Miguel Carcasona: "Se escribe como se es"

El poeta y narrador explica las claves de este libro, donde recoge algunos cuentos premiados. Fue premio Isabel de Portugal de cuento y poesía.

Miguel Carcasona: "Se escribe como se es"
Miguel Carcasona: "Se escribe como se es"
R.Gobantes

¿Cuál es el espíritu del libro 'Un ojo siempre parpadea' (Tropo)?

El espíritu último del libro sería el mismo que anima toda mi obra, y que puede condensarse en una cita de Pablo Neruda: “el poeta debe ser un cronista parcial de su época”. El cronista del hombre común, añadiría. No me interesa demasiado la figura del triunfador ni la del perdedor. Las considero las dos caras de una misma moneda, y a mí me gusta más el tintineo de esa otra moneda, la del protagonista de lo cotidiano, una costra que, si se rasca, es más rica en matices.

¿Cabría decir que es un libro unitario o son cuentos que se agrupan, más bien dispersos?

Dentro de la variedad, en el libro existe una unidad, digamos, subterránea. El título hace referencia al distinto enfoque de la realidad que sucede tras cada parpadeo. Algo así como las diferentes secuencias de una película. El concepto de realidad (como antes el del hombre común y su cotidianidad) se toma en sentido amplio.

¿De qué modo?

No se trata sólo de la realidad tangible, perceptible a los sentidos, sino que también incluye la interior (la emocional) e incluso la fantasía que anida en la mente de cada cuál. Esa realidad poliédrica se refleja en el abanico de edades de los personajes (desde el momento de la concepción hasta la vejez) y en las emociones que sienten y transmiten (el desencanto, la pasión, la venganza, etc.)

¿Cuál es su idea del cuento?

Para mí, un cuento es una creación que, como la novela, debe funcionar con unos elementos que encajen entre sí de forma cerrada (aunque su final sea abierto), pero sin permitirse, como en aquella, digresiones y desarrollos de personajes o situaciones que dispersen la intensidad narrativa. Porque esta intensidad, incluso el peso específico de cada frase o palabra, le acercan al poema. En ese aspecto lo encuadro a medio camino entre ambos, poesía y novela, pero con una personalidad propia. Un equivalente sería la canción, frente a la sinfonía o el romance de ciego.

Una idea original, sin duda.

De hecho, aunque no soy dado a autoanalizarme como escritor, siempre tengo la sensación de que muchos relatos tienen un fondo musical (y no sólo por las canciones que en ellos aparecen), que poseen estructura de canciones.

Hay un clima de sensualidad y de épocas distintas de la vida: períodos de aventura, de educación sentimental y de madurez.

¿Qué características tienen sus piezas?

La intensidad y el cuidado de la expresión son fundamentales para mí.
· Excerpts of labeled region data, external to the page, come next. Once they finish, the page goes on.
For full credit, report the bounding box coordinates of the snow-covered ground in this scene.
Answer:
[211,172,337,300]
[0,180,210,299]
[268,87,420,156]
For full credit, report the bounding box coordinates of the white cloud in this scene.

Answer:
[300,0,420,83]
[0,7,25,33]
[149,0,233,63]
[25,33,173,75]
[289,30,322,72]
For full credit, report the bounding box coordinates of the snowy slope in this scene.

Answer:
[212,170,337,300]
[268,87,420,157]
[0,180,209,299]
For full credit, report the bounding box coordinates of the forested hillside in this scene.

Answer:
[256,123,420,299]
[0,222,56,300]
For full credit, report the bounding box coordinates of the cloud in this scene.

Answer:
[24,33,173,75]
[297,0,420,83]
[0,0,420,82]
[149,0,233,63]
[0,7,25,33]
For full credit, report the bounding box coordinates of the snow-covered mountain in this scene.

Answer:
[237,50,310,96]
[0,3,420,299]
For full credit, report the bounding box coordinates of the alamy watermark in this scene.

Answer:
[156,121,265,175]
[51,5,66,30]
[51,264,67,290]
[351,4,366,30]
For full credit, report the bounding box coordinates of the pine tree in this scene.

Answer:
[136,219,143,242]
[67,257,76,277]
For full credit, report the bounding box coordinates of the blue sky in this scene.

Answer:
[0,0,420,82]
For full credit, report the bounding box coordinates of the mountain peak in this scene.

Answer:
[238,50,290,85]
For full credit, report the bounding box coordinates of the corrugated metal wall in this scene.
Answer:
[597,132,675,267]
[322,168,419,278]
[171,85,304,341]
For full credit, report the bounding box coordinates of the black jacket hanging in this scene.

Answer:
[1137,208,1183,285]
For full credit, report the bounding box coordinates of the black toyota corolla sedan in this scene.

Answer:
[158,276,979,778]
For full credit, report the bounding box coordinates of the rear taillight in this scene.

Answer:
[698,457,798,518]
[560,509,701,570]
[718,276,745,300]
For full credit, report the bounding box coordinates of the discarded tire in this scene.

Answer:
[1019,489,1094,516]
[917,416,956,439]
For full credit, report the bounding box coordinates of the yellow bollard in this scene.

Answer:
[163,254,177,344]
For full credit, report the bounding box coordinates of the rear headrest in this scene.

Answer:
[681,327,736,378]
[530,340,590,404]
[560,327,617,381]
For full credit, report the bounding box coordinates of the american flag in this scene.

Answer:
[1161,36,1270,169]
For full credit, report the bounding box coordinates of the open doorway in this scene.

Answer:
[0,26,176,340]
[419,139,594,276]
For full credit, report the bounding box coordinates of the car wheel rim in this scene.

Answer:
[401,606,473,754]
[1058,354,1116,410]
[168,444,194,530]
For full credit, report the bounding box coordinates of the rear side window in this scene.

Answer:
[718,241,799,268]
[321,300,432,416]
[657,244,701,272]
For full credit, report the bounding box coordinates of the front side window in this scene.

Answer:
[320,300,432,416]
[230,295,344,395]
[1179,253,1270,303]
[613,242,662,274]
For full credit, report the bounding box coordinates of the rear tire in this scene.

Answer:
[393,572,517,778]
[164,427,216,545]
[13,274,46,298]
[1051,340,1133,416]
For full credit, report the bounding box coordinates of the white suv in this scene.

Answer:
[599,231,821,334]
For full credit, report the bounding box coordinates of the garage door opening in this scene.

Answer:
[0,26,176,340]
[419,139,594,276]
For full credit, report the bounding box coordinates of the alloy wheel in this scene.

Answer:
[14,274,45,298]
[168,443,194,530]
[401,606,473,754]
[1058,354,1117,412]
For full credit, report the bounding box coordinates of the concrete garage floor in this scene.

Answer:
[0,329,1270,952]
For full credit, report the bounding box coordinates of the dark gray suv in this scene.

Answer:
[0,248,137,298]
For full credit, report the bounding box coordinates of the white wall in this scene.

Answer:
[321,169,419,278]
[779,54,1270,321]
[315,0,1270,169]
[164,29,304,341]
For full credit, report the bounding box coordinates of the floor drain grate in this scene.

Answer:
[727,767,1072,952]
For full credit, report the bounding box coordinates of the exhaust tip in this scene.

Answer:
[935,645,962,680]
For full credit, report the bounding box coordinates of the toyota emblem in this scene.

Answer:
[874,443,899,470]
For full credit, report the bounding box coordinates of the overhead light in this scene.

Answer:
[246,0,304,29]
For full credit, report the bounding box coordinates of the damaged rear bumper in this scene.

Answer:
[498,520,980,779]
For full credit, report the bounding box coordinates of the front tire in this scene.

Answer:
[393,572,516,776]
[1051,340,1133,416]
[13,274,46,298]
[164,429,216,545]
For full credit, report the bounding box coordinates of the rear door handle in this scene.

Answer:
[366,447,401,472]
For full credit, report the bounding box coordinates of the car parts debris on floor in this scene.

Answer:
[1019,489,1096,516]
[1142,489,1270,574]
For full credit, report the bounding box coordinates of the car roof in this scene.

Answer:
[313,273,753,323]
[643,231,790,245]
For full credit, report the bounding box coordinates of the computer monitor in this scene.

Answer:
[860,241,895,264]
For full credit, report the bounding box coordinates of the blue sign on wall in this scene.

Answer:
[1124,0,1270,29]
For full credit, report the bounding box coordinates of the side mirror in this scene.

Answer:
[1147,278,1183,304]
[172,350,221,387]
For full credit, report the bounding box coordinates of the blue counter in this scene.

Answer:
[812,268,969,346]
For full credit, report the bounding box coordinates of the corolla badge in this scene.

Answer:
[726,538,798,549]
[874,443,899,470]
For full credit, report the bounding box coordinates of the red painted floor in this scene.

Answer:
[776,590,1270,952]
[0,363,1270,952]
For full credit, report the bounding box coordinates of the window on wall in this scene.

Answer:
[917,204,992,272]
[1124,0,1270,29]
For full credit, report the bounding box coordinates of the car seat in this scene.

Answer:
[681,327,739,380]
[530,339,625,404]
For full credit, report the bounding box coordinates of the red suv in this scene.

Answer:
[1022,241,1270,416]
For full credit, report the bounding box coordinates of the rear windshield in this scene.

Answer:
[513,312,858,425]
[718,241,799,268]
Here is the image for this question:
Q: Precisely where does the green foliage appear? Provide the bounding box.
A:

No en vano, sigo considerando mi maestro al mejor Juan Rulfo de 'El llano en llamas'. Trasladar esa literatura desollada a otros ámbitos y épocas me sigue pareciendo un reto.

¿Cómo compagina humor, lirismo e invención en un libro tan lleno de detalles y de situaciones?

Se escribe como se es, aunque no se haga autobiografía. Y, al menos, así me siento por dentro, con esas tres características que defines. No sé si quienes me conocen un poco coincidirían en la opinión, y menos todavía quienes me conocen mucho. Agradezco la referencia al humor, que me parece una de las cosas más difíciles de conseguir en literatura y, me temo, en este libro sale en pinceladas demasiado pequeñas. El lirismo quizás sea herencia de la poesía. Generalmente, quienes llegamos a la prosa desde ella ponemos especial cuidado en la expresión, como he dicho antes.

También hay varios homenajes, García Márquez, a Vargas Llosa, al cine. ¿Cómo los ha integrado?

Lo de los homenajes tal vez tenga que ver con otro de los pilares básicos que me animan, el amor por la historia. Una historia en sentido amplio, como la realidad, personal y colectiva. Los homenajes (o simples guiños) son una parte de culturalismo engarzado en los relatos, no como adornos sino como algo imprescindible para comprender a los personajes o, al menos, como metáfora de sus vivencias. Desde la casualidad que adquieres tintes de causalidad, en el Ámsterdam de la canción de Jacques Brel, hasta el cine, intrínseco a los nacidos en el siglo XX, en un relato que tanto se parece a la película 'Cinema Paradiso' de Tornatore y en el que se cuela, como una premonición, la imagen final de 'El séptimo sello', de Ingmar Bergman, tan tremenda.